As chuvas e as tragédias de sempre


Começo de ano chegou, mês de janeiro, fevereiro e março, muito calor, chuvas fortes como sempre, outra vez a mesma calamidade. Alagamentos, deslizamentos, desabamentos e mortes. E os locais dessas tragédias são os mesmos, pouco mudam, são as vias expressas, encostas de morros, barrancos, beiradas de rios.


E o que sempre faz o governo? Nenhuma prevenção eficiente. Apenas o resgate das vítimas, o atendimento rápido, de emergência, ambulâncias e até aviões, tudo depois do fato consumado. Bem parecido com a polícia, que chega depois que o crime acontece, não é?


Não seria mais correta, eficiente e duradoura se a prevenção dessas tragédias anunciadas fosse a aplicação anual dessas verbas no sentido de se retirar essas famílias de risco dos lugares em que estão, ao invés de todos os anos os governos gastarem milhões para socorrer as vítimas que depois voltam para o mesmo lugar, esperando novas tempestades e novos socorros?


Se os governos quisessem, bastaria um planejamento para a cada ano se construir um determinado número de casas simples, ou conjuntos habitacionais em um lugar seguro e plano, como várias áreas públicas ao longo da BR 040 sentido Sete Lagoas, e ir transferindo progressivamente essas famílias. E no lugar de cada família que fosse retirada, imediatamente a Prefeitura isolaria a área, plantaria árvores e com a ajuda da Justiça, proibiria e impediria que as famílias e outros sem moradias viessem a ocupar novamente aquelas áreas de risco , sob pena de prisão.

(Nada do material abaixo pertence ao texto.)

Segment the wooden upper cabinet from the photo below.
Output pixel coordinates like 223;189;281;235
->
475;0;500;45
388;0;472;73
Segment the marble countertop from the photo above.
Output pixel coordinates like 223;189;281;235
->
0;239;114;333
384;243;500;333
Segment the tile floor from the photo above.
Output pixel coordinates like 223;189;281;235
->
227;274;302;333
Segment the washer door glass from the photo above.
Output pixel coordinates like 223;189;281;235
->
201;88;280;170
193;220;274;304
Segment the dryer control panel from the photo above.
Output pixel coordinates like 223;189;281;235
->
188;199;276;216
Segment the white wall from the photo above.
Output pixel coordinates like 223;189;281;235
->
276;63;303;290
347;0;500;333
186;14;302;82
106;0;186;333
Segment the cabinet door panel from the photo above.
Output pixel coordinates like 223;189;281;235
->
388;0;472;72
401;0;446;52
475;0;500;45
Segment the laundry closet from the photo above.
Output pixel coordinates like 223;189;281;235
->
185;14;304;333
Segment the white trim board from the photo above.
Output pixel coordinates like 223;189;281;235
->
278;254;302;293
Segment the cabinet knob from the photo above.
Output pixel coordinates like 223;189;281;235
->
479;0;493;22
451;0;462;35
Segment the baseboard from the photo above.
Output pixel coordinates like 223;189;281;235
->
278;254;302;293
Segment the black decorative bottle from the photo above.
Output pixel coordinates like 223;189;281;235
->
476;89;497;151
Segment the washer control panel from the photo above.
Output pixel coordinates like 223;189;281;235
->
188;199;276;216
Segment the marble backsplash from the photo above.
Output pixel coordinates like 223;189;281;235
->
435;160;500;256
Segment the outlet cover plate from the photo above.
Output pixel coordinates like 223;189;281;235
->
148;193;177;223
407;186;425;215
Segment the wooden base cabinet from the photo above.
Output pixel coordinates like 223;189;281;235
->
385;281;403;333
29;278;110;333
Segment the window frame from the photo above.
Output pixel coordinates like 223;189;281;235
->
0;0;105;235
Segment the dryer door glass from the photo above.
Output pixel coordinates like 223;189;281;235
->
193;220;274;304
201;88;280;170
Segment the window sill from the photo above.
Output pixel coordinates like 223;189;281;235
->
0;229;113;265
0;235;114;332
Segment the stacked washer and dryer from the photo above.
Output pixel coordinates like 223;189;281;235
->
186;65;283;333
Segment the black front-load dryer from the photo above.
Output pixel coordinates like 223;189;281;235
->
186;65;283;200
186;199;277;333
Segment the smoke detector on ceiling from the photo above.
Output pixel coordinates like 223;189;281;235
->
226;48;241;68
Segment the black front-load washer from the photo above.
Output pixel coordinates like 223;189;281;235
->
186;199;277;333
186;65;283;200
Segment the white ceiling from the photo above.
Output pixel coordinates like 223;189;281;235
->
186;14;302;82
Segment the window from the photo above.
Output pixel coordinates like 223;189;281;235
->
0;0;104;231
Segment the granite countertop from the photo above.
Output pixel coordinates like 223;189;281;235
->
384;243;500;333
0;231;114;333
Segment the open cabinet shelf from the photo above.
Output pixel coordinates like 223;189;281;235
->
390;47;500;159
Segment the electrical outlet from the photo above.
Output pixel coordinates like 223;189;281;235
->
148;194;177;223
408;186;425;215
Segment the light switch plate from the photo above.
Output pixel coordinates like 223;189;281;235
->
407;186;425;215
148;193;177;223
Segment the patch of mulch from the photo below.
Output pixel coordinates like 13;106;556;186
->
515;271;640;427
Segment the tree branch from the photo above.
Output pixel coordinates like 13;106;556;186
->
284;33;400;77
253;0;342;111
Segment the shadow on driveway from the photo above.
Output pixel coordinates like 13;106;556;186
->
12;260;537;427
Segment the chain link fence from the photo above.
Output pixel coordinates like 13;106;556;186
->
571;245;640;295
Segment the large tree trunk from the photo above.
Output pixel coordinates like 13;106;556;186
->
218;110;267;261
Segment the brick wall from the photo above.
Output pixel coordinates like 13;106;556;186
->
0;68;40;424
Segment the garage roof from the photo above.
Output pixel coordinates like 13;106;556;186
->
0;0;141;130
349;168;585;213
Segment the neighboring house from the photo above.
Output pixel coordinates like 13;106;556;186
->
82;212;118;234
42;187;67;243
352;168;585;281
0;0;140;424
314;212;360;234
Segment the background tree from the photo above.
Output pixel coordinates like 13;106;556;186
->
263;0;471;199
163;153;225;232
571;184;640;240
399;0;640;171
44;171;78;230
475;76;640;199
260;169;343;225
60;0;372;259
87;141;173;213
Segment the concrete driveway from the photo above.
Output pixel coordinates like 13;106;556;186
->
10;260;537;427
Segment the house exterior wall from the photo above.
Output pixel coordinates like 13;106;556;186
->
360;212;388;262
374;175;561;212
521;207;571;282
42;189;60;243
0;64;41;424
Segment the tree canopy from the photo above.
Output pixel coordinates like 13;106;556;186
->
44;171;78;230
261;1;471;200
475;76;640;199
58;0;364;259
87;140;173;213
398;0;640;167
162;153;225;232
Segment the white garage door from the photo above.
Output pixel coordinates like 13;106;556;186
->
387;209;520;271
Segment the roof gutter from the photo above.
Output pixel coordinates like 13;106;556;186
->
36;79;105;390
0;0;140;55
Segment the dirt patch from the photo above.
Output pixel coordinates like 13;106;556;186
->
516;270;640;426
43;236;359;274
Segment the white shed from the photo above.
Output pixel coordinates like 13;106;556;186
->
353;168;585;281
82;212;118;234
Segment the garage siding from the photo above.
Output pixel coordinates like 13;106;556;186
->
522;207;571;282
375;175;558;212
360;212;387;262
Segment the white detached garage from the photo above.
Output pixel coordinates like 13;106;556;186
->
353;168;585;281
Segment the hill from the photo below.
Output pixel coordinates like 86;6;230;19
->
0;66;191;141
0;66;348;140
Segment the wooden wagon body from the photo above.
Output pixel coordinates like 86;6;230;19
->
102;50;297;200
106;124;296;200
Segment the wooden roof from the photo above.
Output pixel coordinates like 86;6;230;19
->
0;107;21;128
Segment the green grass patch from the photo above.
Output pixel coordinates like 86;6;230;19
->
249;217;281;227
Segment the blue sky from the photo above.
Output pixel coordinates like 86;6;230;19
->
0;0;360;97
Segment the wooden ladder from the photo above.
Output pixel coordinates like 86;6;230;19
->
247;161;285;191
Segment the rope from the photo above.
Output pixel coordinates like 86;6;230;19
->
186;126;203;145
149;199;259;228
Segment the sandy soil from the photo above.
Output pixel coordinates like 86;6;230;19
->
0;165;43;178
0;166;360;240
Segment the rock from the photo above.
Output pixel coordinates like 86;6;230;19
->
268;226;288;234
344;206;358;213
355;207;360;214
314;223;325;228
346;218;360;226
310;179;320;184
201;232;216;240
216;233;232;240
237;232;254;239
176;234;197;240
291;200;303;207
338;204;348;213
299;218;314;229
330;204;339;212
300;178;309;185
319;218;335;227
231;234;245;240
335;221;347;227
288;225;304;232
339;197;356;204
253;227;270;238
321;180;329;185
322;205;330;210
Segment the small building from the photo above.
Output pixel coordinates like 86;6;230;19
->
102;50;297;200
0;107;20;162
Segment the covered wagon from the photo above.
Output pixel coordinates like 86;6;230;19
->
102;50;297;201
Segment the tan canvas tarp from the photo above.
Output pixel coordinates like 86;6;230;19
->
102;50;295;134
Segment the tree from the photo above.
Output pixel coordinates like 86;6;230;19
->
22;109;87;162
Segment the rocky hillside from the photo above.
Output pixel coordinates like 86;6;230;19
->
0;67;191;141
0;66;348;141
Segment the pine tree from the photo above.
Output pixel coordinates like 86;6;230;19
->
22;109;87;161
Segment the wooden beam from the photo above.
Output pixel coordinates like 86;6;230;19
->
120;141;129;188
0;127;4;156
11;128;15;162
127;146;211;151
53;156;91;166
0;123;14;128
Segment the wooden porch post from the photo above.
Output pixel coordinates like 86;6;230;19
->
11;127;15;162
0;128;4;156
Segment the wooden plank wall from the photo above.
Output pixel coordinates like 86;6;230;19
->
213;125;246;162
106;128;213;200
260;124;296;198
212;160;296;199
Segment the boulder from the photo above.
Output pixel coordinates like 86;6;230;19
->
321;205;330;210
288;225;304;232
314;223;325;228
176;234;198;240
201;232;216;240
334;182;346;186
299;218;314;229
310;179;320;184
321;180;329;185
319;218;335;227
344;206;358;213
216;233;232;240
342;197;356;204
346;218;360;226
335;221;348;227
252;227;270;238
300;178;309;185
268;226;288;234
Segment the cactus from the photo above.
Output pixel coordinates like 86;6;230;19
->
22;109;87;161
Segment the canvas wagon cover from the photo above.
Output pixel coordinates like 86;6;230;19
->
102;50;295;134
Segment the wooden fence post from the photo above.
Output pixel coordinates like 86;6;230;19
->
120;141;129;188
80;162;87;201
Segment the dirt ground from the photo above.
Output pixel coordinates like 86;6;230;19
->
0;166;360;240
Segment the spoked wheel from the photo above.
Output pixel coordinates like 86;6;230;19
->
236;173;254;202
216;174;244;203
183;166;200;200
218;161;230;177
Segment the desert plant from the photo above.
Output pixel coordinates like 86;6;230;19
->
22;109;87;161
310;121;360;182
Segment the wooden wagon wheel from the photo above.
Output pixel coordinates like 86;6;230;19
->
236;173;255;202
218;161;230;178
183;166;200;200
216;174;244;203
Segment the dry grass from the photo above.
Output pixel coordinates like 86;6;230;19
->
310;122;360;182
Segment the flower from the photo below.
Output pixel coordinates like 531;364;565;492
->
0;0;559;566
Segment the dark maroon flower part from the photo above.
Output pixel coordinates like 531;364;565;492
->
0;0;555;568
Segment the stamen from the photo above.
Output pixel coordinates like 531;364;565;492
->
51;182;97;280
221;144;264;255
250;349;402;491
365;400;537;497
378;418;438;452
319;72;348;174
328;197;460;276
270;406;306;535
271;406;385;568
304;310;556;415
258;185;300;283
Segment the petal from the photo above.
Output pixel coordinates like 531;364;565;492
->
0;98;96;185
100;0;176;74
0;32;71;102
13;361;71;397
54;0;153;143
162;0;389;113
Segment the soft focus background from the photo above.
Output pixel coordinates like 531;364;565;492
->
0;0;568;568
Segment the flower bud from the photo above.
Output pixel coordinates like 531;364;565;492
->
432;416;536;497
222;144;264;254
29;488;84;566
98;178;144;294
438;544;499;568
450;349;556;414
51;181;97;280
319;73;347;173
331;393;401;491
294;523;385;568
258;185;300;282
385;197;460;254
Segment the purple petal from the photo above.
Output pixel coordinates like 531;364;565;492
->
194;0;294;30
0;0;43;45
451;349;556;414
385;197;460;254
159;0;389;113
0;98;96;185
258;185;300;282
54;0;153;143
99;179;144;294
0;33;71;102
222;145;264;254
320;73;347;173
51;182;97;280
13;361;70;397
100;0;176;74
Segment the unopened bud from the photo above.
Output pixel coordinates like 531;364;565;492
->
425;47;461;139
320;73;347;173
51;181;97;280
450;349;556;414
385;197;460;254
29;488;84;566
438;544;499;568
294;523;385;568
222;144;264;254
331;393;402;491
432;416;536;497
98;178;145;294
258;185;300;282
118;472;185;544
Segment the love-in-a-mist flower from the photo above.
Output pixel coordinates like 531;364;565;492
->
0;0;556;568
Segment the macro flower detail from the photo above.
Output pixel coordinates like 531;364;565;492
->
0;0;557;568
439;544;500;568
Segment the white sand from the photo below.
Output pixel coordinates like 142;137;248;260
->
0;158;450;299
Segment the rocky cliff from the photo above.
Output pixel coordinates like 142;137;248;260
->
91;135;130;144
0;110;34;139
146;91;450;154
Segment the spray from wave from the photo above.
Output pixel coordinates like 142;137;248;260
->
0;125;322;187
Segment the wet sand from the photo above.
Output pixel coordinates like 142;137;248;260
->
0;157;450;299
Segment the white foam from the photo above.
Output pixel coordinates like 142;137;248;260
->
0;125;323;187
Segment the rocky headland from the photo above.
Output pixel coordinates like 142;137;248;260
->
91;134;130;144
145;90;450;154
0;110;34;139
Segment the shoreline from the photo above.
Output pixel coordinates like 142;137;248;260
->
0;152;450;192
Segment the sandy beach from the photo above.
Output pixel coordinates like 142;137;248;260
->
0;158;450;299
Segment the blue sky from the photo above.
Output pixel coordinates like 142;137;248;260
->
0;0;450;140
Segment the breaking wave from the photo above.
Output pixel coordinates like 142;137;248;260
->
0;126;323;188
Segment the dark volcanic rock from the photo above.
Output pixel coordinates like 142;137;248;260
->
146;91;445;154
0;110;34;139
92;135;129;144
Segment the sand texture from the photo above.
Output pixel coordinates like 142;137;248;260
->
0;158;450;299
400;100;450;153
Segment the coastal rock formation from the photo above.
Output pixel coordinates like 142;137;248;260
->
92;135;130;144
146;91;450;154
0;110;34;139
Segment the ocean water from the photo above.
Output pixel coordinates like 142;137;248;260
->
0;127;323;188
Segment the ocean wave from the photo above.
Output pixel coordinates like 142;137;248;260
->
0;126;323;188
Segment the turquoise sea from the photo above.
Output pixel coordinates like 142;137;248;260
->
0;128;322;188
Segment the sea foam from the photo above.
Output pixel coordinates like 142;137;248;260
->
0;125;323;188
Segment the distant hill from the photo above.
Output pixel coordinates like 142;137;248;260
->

É um processo demorado, sim, mas definitivo, mais justo e seguro socialmente para as pessoas e suas famílias, que todos os anos sofrem com as fortes chuvas que apesar de tudo, felizmente não deixam de vir.


Dá até para imaginar que há interesses políticos em que essas tragédias se repitam anualmente. Fica parecendo com a folclórica Indústria da Seca, que seguidamente, por quase um século, recebe verbas governamentais altíssimas todos os anos, os moradores da região nordeste continuam na mesma: na miséria, sem água e comida.